A generational real estate wealth transfer and a capital markets slowdown are leading advisers to take a closer look at leaseholds as a way to unlock value in underperforming properties with significant value and little to no tax basis.
Leasehold transactions are not for the faint of heart due to their inherent complexity, which involves bifurcating a property into the ground and the structure above. But their use has become more common as the family owners and operators of highly valued real estate think creatively about estate planning, generational wealth transfer or simple portfolio management in a time of reduced liquidity, says Ben Tapper, director of the national investment services group at Lee & Associates.
“Many people bought properties decades ago in New York and have since depreciated their basis down to nothing while simultaneously watching the value appreciate exponentially,” Tapper adds.
Owners of properties which fit this description often consider 1031 Exchange transactions. But there are situations in which there is a near-term catalyst to transact, like a maturing mortgage or a major vacancy, where a leasehold can be a better option. “There are some situations where 1031s are not achievable,” Tapper says.
As Tapper has worked with clients on leaseholds, he has also used another tool which works within the existing leasehold framework – a Section 467 Rental Agreement.
“Structuring a Section 467 Rental Agreement adds more complexity to a deal, but it still can fill an important spot in a strategy for generational owners of various asset types and qualities,” Tapper says.
One of the benefits of doing a Section 467 within a leasehold is that the fee owner and the leaseholder can allocate the upfront payment over the term of the lease as prepaid rent, Tapper notes.
The benefits to the owner include a larger upfront payment and the ability to reinvest that capital as well as having more ability to retire debt. For a leaseholder, while there is a larger capital commitment at the outset, it should significantly reduce the collective payments made to the property owner over the life of the leasehold while meaningfully increasing the arbitrage, he adds.
A case in point is a New York office property on which Tapper and his team started work in 2019. Going in, Tapper thought the firm would be working on a straightforward sale transaction on a 1970s vintage office building.

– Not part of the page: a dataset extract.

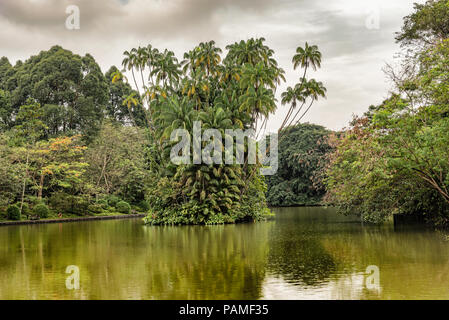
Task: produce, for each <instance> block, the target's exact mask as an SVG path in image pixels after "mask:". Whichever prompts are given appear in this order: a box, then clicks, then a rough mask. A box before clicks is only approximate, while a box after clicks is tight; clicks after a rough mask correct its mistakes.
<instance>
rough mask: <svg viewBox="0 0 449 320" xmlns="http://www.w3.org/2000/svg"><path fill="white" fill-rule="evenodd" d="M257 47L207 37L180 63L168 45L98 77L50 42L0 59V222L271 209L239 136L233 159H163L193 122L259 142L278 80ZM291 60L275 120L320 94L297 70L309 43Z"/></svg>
mask: <svg viewBox="0 0 449 320" xmlns="http://www.w3.org/2000/svg"><path fill="white" fill-rule="evenodd" d="M264 42H265V39H263V38H260V39H249V40H246V41H243V40H242V41H240V42H236V43H234V44H230V45H229V46H227V47H226V50H227V54H226V56H225V57H222V49H220V48H218V47H217V46H216V45H215V42H214V41H210V42H207V43H200V44H199V45H198V46H197V47H195V48H194V49H193V50H191V51H189V52H186V53H185V54H184V56H183V60H181V61H179V60H178V58H177V57H176V56H175V55H174V53H173V52H172V51H169V50H168V49H165V50H164V51H160V50H158V49H156V48H153V47H152V46H151V45H148V46H147V47H139V48H133V49H131V50H129V51H125V52H124V59H123V61H122V67H123V69H122V70H119V69H118V68H117V67H111V68H110V69H109V70H108V71H107V72H106V74H103V73H102V71H101V69H100V67H99V65H98V64H97V63H96V61H95V60H94V58H93V57H92V56H91V55H89V54H86V55H85V56H84V57H81V56H79V55H77V54H74V53H72V52H70V51H68V50H65V49H64V48H62V47H60V46H54V47H52V48H51V49H50V50H48V51H42V52H40V53H39V54H38V55H36V56H32V57H30V58H29V59H27V60H26V61H25V62H22V61H17V63H16V64H15V65H12V64H11V63H10V62H9V60H8V59H7V58H5V57H4V58H2V59H1V61H0V75H1V78H0V89H1V90H0V123H1V127H0V128H1V139H2V143H1V153H2V156H1V160H0V161H1V162H2V163H1V164H0V167H1V169H0V174H1V175H2V176H1V186H0V207H1V208H2V211H3V217H4V218H5V219H9V220H21V219H30V218H33V219H40V218H44V219H45V218H49V217H56V216H59V217H63V216H84V215H103V214H117V213H120V214H129V213H139V212H140V213H145V214H147V215H146V218H145V222H146V223H147V224H222V223H234V222H240V221H257V220H261V219H265V218H266V217H269V216H271V215H272V214H271V212H270V210H269V209H268V204H267V200H266V191H267V185H266V182H265V178H264V177H263V176H261V175H260V174H259V171H258V169H259V168H260V167H261V166H262V163H260V161H258V162H257V163H255V164H252V163H250V162H248V156H249V150H248V143H249V142H248V141H247V142H245V144H244V145H243V149H244V150H243V154H244V160H245V161H244V163H243V164H235V165H224V164H219V165H216V164H214V165H206V164H181V165H175V164H174V163H173V162H172V161H170V150H171V148H172V147H173V145H174V142H173V141H172V140H171V139H170V136H171V133H172V132H173V131H174V130H176V129H179V128H181V129H186V130H188V131H189V132H191V131H192V129H193V124H194V123H195V122H196V121H200V123H201V124H202V127H203V130H206V129H208V128H214V129H218V130H220V132H221V133H222V134H223V135H224V134H225V129H237V130H251V129H252V130H254V132H256V131H257V137H258V136H259V135H261V134H262V131H263V130H265V129H266V124H267V119H268V117H269V115H270V114H273V113H274V112H275V111H276V109H277V104H276V98H275V93H276V90H277V89H278V86H279V85H280V83H281V82H283V81H285V78H284V70H283V69H282V68H280V67H279V66H278V63H277V61H276V60H275V58H274V51H273V50H272V49H270V48H269V47H268V46H266V45H265V44H264ZM292 63H293V68H294V69H297V68H300V69H302V70H301V77H300V78H299V83H297V84H296V85H294V87H293V88H292V87H289V88H288V90H287V92H285V93H283V94H282V96H283V103H284V104H291V106H289V107H288V113H287V115H286V117H285V119H284V125H283V126H284V127H288V126H292V125H295V124H299V121H300V120H301V119H302V118H303V117H304V115H305V114H306V113H307V112H308V110H309V109H310V107H311V106H312V105H313V103H314V102H315V101H317V100H318V99H319V98H321V97H325V93H326V89H325V87H324V86H323V84H322V83H321V82H319V81H316V80H315V79H307V77H306V76H307V72H308V69H309V70H310V69H313V70H316V69H317V68H319V67H320V64H321V53H320V52H319V51H318V48H317V47H316V46H311V45H309V44H308V43H306V44H305V47H304V48H302V47H298V49H297V50H296V54H295V55H294V56H293V59H292ZM297 101H299V102H301V103H302V104H301V108H299V109H296V102H297ZM304 106H307V108H306V107H304ZM303 107H304V108H303ZM231 139H234V138H232V137H231ZM202 143H203V144H206V142H202ZM214 143H221V142H219V141H214ZM203 147H204V145H203ZM219 147H220V148H221V147H222V145H220V146H219ZM269 152H270V151H267V153H269ZM203 157H204V154H203Z"/></svg>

The property was leased on a long-term basis to a city agency and was being sold by a generational ownership group. The expectation was the owners would sell the asset, retire existing debt and either redeploy any proceeds via a 1031 exchange or simply take profits and pay the capital gains tax.
The reality, however, was a complex transaction on which Tapper and his team worked for more than two years before ultimately structuring a leasehold with a Section 467.
“What started out as a simple sale turned into a two-year odyssey culminating with the creation of a 99-year leasehold with an upfront 467 payment for 80 percent of the building’s value and an ongoing revenue stream for the ownership group,” Tapper says.
Additionally, the deal allowed the ownership group to navigate a negative tax basis and retire existing debt that became a higher percentage of the value once the building unexpectedly went vacant.
There is a specific subset of transactions that work well within the structure of Section 467, including the scenario Tapper and his team worked through. In particular, the loss of the building’s long-term tenant and a resultant drop in valuation that caused the debt-to-equity ratio on the transaction to rise steeply was a factor that nearly entirely derailed the transaction.
“There are cases in which the value of an asset could diminish due to lease expirations or other short-term issues with the building, leading to situations in which the debt-to-equity ratio on a building is too high,” Tapper says. “In cases like these, the debt-to-equity ratio means the financing is not replaceable and an ownership group would need to contribute significant equity, which is often not an option.
“If we had moved ahead with a sale, the debt ratio at that moment would have obligated the owners to make a significant equity contribution. There were six different owners and three generations of a family tree, so no one owner was liquid enough without selling another asset. There was no way to sell this building and retire the debt, so we pivoted to a leasehold.”
There was one final element Tapper had to consider: the property had a negative tax basis in which the debt on the property exceeded its actual tax basis. That meant Lee & Associates’ ultimate goal was to structure a transaction that did not incur a capital gains tax because of the owner’s negative tax basis, retire an existing loan with a high loan-to-value ratio, cover all transaction costs and return equity to the owner.
The structure is a useful one for owners that are thinking creatively about properties in a generational way, with Tapper noting that leaseholds are an important method for those who want to retain ownership over the long-term.
A sale was not an option for the New York property Tapper worked on, mainly because it would not have made economic sense for the owners.
“Additionally, attempting to complete a 1031 exchange was also problematic given the equity and debt requirements needed to meet the regulations,” Tapper says. “That was why early on, we transitioned from a sale to trying to create a leasehold. With a leasehold, there is no capital gains liability because you are not actually transferring the title. We also knew that the only way to cure the negative tax basis was to pay down the mortgage principal with income from the property over time.”
Despite its complexities, Section 467 transactions typically work well. “There is a time and monetary component to a 467 that can augment the benefits of a leasehold for both parties,” Tapper says.